It’s an old National Lampoon gag, originally concerning Generalissimo Francisco Franco, but it seems appropriate in this instance. Robert McNamara was the Donald Rumsfeld of his generation, a whiz kid who was too smart for his own good (and ours).
Daniel Schulman at Mother Jones notes that Salon.com founder David Talbot wrote a 1984 cover story for the magazine on “the transformation of McNamara, former National Security Advisor McGeorge Bundy, and ex-CIA chief William Colby from Vietnam-era hawks to advocates of a nuclear weapons freeze.”
Talbot, Schulman said, described McNamara as “the cost-control wizard who thought the war could be run like a Ford assembly line: body counts, kill ratios, bombing raids.
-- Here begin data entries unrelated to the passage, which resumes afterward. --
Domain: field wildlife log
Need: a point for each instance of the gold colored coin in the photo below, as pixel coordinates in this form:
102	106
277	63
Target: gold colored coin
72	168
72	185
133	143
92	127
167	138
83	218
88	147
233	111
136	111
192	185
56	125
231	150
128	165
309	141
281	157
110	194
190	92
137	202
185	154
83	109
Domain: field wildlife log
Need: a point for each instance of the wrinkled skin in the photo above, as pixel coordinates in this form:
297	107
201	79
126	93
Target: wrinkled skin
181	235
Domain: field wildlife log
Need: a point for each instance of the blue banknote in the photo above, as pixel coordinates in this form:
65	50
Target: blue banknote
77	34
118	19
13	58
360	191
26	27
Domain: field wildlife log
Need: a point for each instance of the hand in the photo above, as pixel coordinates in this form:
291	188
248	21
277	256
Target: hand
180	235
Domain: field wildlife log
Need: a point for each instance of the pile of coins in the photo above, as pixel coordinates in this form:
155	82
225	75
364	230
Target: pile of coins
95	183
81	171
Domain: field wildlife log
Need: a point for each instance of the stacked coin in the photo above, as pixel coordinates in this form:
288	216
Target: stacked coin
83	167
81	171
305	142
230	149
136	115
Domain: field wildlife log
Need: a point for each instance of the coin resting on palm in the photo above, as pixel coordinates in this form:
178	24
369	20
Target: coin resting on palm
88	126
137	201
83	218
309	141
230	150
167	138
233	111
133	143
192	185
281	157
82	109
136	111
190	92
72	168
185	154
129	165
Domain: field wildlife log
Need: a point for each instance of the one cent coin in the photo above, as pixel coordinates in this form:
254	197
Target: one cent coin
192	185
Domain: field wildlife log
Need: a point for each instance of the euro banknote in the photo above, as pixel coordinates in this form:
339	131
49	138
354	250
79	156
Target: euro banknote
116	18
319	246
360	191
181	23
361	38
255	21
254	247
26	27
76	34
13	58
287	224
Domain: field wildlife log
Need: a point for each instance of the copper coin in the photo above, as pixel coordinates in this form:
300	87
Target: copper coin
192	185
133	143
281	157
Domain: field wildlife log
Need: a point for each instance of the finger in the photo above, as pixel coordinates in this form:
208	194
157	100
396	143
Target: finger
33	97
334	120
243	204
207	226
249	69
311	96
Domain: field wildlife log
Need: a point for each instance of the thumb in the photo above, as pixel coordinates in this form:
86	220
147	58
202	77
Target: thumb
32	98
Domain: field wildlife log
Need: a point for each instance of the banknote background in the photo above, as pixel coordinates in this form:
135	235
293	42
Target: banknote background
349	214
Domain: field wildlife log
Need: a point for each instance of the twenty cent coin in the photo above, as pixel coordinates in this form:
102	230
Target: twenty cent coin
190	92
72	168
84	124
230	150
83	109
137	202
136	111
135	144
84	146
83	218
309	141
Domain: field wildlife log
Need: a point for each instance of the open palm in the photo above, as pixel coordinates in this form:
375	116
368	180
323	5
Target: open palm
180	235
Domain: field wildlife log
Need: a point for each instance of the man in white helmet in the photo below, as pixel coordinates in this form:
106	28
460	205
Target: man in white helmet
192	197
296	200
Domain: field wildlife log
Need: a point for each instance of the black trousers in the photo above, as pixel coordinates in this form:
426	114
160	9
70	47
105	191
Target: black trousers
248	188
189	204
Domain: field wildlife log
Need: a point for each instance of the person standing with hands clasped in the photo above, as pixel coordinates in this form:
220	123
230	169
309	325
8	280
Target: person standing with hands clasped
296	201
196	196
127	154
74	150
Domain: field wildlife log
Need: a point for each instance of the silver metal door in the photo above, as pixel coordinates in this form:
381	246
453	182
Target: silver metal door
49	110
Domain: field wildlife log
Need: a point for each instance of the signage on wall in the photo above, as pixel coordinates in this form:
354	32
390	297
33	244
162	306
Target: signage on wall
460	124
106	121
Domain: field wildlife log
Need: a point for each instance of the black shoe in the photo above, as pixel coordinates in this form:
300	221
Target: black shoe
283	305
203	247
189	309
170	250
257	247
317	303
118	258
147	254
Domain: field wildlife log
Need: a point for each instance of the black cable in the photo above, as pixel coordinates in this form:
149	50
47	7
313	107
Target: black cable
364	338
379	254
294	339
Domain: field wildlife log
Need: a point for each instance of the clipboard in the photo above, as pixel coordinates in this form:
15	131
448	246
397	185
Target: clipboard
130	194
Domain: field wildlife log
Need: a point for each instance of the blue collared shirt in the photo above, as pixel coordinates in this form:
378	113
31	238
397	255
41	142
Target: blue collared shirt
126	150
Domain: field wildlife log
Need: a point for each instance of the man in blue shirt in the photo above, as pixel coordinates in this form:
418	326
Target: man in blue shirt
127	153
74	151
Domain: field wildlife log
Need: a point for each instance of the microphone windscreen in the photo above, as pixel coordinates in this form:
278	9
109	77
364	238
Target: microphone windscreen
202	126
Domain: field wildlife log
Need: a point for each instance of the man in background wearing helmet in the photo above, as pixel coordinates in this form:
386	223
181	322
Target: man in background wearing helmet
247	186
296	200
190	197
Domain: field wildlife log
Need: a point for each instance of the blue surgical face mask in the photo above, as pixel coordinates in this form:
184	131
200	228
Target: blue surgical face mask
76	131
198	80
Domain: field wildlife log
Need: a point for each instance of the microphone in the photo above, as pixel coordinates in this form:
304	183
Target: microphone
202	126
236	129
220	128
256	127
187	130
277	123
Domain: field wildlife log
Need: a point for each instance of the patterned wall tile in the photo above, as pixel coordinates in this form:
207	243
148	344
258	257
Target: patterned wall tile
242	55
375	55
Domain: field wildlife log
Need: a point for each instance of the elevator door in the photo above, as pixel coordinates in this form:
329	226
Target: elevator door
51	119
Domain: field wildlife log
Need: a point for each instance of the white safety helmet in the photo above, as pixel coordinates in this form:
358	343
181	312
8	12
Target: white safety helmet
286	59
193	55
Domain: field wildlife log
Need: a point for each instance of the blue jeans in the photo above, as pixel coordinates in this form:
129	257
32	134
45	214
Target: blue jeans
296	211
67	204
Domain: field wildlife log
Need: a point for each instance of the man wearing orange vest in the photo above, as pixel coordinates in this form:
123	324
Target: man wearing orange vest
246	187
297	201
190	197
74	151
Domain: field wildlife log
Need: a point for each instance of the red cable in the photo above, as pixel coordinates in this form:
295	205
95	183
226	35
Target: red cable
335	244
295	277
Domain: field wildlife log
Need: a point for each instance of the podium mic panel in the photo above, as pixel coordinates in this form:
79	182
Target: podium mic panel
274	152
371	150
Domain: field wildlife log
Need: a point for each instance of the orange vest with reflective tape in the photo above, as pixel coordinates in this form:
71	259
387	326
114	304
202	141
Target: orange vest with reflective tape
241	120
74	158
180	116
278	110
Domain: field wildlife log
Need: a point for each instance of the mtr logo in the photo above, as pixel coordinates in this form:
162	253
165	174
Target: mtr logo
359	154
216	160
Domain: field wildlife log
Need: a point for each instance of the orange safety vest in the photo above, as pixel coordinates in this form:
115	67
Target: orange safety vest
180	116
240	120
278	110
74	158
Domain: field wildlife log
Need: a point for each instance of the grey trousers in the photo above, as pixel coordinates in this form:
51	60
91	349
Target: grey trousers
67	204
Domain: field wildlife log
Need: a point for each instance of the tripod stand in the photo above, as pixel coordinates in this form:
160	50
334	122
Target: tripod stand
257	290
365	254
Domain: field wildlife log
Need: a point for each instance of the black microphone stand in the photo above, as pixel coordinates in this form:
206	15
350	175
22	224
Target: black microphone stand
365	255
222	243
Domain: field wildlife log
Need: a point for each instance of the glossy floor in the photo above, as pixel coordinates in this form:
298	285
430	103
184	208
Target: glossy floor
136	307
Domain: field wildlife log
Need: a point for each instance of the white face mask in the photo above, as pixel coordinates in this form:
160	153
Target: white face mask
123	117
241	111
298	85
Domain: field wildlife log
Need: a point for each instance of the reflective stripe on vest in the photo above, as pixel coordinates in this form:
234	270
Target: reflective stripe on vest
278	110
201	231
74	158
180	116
And when he saw that it wasn’t adding up, that it did not compute, he repeatedly lied — to Congress, to the press, to the American public.”
What a shame Hunter S. Thompson isn’t around to piss a quart of filtered Wild Turkey on this warmonger’s grave, the way he did on a ceremony for the unveiling of former Secretary of State Dean Rusk’s portrait at the University of Georgia Law School (see “Jimmy Carter and the Great Leap of Faith,” from “The Great Shark Hunt”).
“They should have run the bloodthirsty bastard up a flagpole by his heels,” Thompson wrote.
In his absence, we have war correspondent Joe Galloway, author of “We Were Soldiers Once and Young,” who seems pleased that “the aptly named Robert Strange McNamara has finally shuffled off to join LBJ and Dick Nixon in the 7th level of Hell” and eulogizes him as a serial liar, a distorter of history and “the original bean-counter — a man who knew the cost of everything but the worth of nothing.”
Here’s hoping Bob, Dick and LBJ save Don a seat by the fire — or better yet, in it, since it seems that unlike McNamara, Rumsfeld will never have any fleeting doubts about the countless graves he has filled, with our people and theirs.
Oh, yeah. There was a bike race today, too. Somebody won. Nobody died.